For 80-year-old Liz, George’s mother, the last recollection she has of her son – prior to seeing him in hospital – was when he left for his shift on the buses.

“You just don’t ever imagine it’s going to be the last time you’ll talk to someone,” she says. “The police came to the house about 2.30 in the morning. I just asked which one it was. You know if they’re there at that sort of time something awful has happened.

“My husband, also George, was working night shift so he had to come home and they took us to the hospital. I just remember the doctors telling us he was seriously ill quite a few times. He was in intensive care at the old Infirmary for eight days. We got to sit beside him and we stayed over the night he died.”

George had suffered extensive head, back and limb injuries. His brain stem was damaged and he never regained consciousness.

“We were always a family that cycled. And George [senior] taught them both to cycle and drummed road safety into them from an early age,” says Liz. “They were never out at night without lights. George once cycled to Shetland, and Ann and her dad did Land’s End to John O’Groats. They were used to being on the roads.

“But Regent Road is a very wide road, and quiet at nights, and I think that attracted a lot of boy racers years ago. We were told that after George was hit that McCourt didn’t stop, the police had to go looking for him. We were also told he didn’t have a licence or insurance. All we know is that losing him left a huge gap in our lives.”

Ann adds: “We were devastated. It took me years to even talk about it. The fact that the same person has now taken the life of another cyclist has brought it all flooding back. I remember hearing about Audrey Fyfe on the radio and feeling terribly sorry for her family, but also for the driver. When I discovered who it was, I stopped feeling that.

“It’s been suggested that sending him to jail would be a waste of taxpayers’ money but the four years that George spent at university could be seen as that, too,” she adds. “He never had a chance to use his degree. Never had a chance to live his life.”

Liz says: “It never leaves you. It becomes part of your life. We don’t want vengeance or to be vindictive, but it seems to us that this man has no remorse for what he’s done – twice now – or he would have pleaded guilty and not put another family through a trial.

“We were angry about his sentence at the time – it seemed so short. Then we were told he was out after eight months. We couldn’t believe it.”

The Dalgitys have since moved from Abbeyhill, but still want to help make Edinburgh’s roads safer from careless drivers.

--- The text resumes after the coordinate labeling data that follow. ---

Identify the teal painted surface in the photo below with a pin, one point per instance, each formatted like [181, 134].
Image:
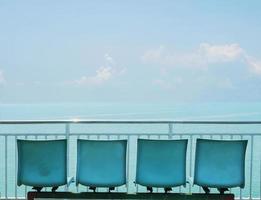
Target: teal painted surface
[161, 163]
[220, 163]
[187, 111]
[41, 163]
[101, 163]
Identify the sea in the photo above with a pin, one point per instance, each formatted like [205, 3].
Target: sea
[218, 111]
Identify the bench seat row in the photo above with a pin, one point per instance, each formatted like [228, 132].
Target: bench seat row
[160, 163]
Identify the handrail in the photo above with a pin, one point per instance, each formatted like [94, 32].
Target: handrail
[104, 121]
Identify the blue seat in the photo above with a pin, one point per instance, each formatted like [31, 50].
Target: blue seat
[161, 163]
[220, 163]
[101, 163]
[42, 163]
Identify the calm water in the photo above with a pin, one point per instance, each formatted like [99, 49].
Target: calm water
[210, 111]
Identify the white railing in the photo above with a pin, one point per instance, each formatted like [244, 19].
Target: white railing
[11, 130]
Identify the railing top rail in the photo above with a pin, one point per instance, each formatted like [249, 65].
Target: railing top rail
[105, 121]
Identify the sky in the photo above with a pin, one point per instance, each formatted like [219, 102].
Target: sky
[130, 51]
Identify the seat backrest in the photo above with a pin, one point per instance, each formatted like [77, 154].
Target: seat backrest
[42, 163]
[161, 163]
[220, 163]
[101, 163]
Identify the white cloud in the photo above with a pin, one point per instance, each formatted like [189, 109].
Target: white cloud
[103, 74]
[205, 54]
[202, 57]
[2, 78]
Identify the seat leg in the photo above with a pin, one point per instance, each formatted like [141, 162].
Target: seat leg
[93, 188]
[206, 189]
[38, 189]
[167, 190]
[222, 190]
[150, 189]
[54, 188]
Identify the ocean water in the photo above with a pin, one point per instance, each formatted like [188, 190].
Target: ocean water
[135, 111]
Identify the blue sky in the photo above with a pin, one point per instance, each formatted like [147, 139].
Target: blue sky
[130, 51]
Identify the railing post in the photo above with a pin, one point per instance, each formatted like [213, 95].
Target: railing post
[67, 132]
[170, 130]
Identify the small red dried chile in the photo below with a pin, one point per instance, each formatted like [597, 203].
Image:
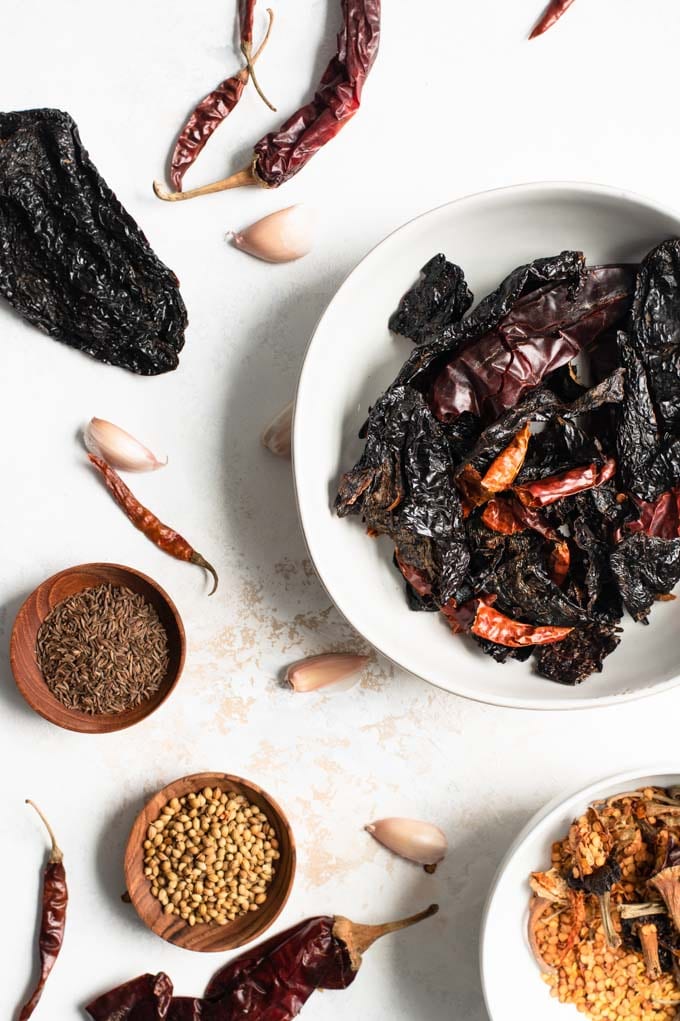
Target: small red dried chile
[480, 618]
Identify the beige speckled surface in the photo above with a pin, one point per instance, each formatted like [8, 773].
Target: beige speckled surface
[392, 745]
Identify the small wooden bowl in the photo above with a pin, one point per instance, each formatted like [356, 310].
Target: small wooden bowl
[23, 662]
[209, 937]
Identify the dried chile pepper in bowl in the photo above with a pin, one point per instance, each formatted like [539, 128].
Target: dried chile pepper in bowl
[504, 531]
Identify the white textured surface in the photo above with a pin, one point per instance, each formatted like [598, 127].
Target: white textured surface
[444, 113]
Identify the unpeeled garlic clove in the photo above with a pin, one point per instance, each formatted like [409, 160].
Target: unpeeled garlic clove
[419, 841]
[118, 448]
[281, 237]
[277, 436]
[338, 669]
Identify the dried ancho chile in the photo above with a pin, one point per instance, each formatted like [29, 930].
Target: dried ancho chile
[73, 260]
[532, 540]
[269, 982]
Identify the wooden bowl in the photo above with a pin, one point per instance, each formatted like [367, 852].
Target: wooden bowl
[209, 937]
[23, 662]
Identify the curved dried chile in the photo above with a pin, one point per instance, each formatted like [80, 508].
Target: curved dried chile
[507, 516]
[541, 405]
[73, 260]
[428, 358]
[215, 107]
[281, 154]
[542, 331]
[483, 620]
[555, 487]
[660, 517]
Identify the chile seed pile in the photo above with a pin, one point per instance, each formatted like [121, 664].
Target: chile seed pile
[604, 918]
[210, 857]
[532, 540]
[102, 650]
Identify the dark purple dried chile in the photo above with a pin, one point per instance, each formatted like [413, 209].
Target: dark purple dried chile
[644, 567]
[543, 330]
[439, 298]
[581, 653]
[73, 260]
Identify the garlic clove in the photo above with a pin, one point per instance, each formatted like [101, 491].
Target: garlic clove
[281, 237]
[118, 448]
[277, 436]
[338, 669]
[416, 840]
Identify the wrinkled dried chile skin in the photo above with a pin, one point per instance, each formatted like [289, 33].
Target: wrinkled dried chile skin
[403, 487]
[282, 153]
[579, 654]
[73, 261]
[271, 982]
[542, 331]
[439, 298]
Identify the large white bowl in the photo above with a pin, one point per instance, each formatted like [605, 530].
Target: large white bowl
[511, 978]
[352, 357]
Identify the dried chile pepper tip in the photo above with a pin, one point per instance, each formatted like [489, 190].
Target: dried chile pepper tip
[202, 563]
[56, 855]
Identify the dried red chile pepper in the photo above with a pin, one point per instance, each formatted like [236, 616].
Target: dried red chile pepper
[520, 536]
[53, 918]
[216, 106]
[269, 982]
[281, 154]
[552, 13]
[161, 535]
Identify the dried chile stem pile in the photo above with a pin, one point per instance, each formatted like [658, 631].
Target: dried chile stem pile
[533, 541]
[604, 919]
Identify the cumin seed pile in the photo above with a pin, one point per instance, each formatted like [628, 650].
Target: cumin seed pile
[102, 650]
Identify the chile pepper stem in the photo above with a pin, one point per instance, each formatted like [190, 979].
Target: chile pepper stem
[202, 563]
[241, 179]
[56, 854]
[246, 50]
[359, 937]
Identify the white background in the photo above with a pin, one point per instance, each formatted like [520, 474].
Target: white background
[457, 102]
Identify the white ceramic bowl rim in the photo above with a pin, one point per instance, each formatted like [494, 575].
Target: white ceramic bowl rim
[584, 796]
[542, 187]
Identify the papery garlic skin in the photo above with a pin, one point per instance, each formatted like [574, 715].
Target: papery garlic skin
[118, 448]
[337, 670]
[281, 237]
[277, 436]
[416, 840]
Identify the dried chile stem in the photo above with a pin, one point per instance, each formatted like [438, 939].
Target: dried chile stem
[611, 935]
[202, 563]
[246, 50]
[241, 179]
[56, 855]
[359, 937]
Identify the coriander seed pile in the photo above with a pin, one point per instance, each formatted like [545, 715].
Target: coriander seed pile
[209, 857]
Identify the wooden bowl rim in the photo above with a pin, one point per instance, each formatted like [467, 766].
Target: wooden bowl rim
[108, 722]
[195, 782]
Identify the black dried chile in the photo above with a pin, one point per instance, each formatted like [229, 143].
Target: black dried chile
[466, 383]
[73, 260]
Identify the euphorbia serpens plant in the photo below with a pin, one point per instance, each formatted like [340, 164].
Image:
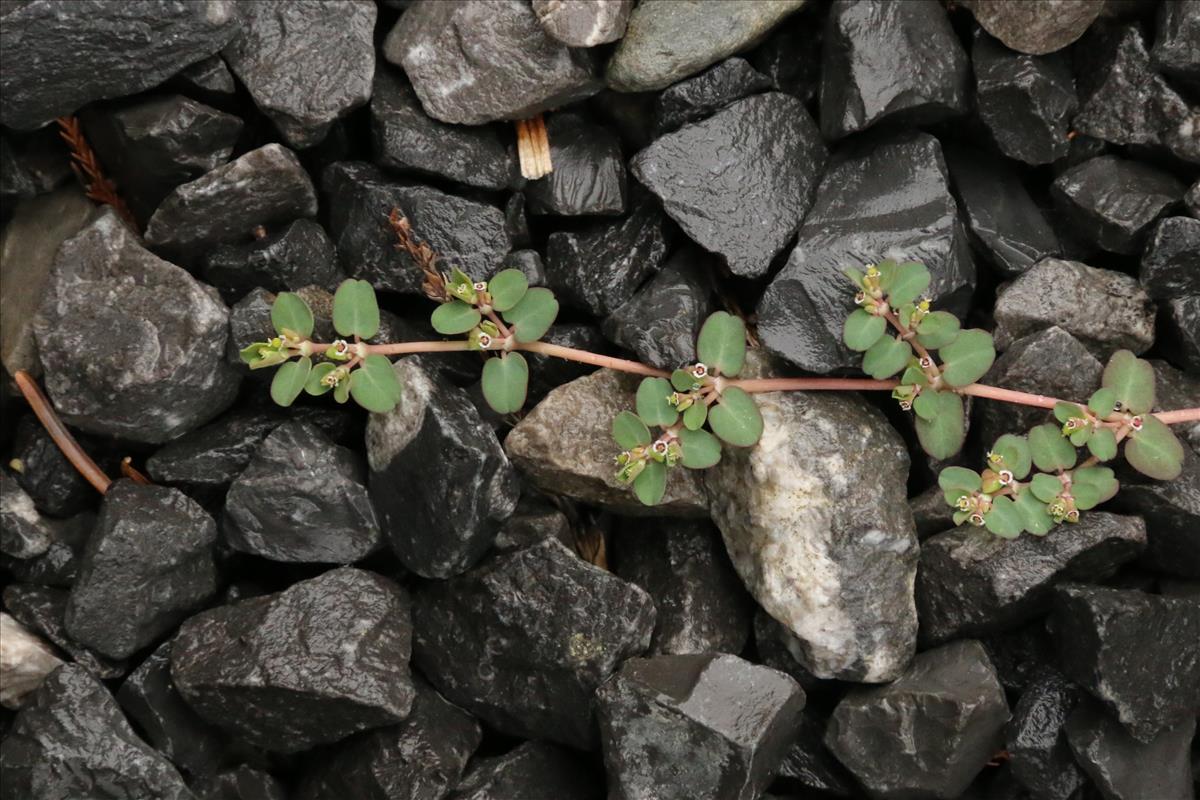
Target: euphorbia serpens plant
[684, 417]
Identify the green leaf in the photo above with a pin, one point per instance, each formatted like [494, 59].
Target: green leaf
[505, 383]
[886, 358]
[375, 385]
[289, 380]
[507, 288]
[355, 310]
[1155, 451]
[1132, 382]
[1050, 451]
[652, 483]
[937, 330]
[455, 317]
[942, 434]
[723, 343]
[291, 313]
[863, 330]
[629, 431]
[701, 449]
[967, 358]
[533, 314]
[736, 417]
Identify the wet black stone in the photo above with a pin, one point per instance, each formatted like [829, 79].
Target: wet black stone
[1170, 264]
[148, 564]
[1041, 759]
[687, 726]
[702, 606]
[1123, 768]
[1026, 101]
[1113, 202]
[949, 699]
[405, 138]
[439, 480]
[421, 758]
[71, 740]
[693, 100]
[891, 61]
[660, 323]
[115, 49]
[292, 257]
[483, 60]
[589, 170]
[600, 268]
[738, 182]
[132, 346]
[525, 639]
[305, 64]
[301, 498]
[263, 187]
[1133, 651]
[892, 200]
[311, 665]
[465, 233]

“We’re writing to the sheriff before he hands out the sentence because we want to make him – and others – aware of the severity of what he’s done,” says Ann. “And we want to make the roads safer for everyone. A long jail sentence would, we hope, make others think twice about careless driving. It’s not just an accident. We’re still living it.”

When we approached Mr McCourt, he declined to comment. He will be sentenced on May 3. His hearing, at Edinburgh Sheriff Court earlier this month, heard how he had admitted to police that he had “clipped” Mrs Fyfe’s back wheel.

McCourt claimed that he hadn’t committed any criminal offence and that the collision between him and Mrs Fyfe was accidental. However, the jury convicted him of causing death by careless driving. Depute procurator fiscal Lesley Smith then told the court that McCourt had a criminal record.

She said: “He was convicted in 1986 of causing death by reckless driving.”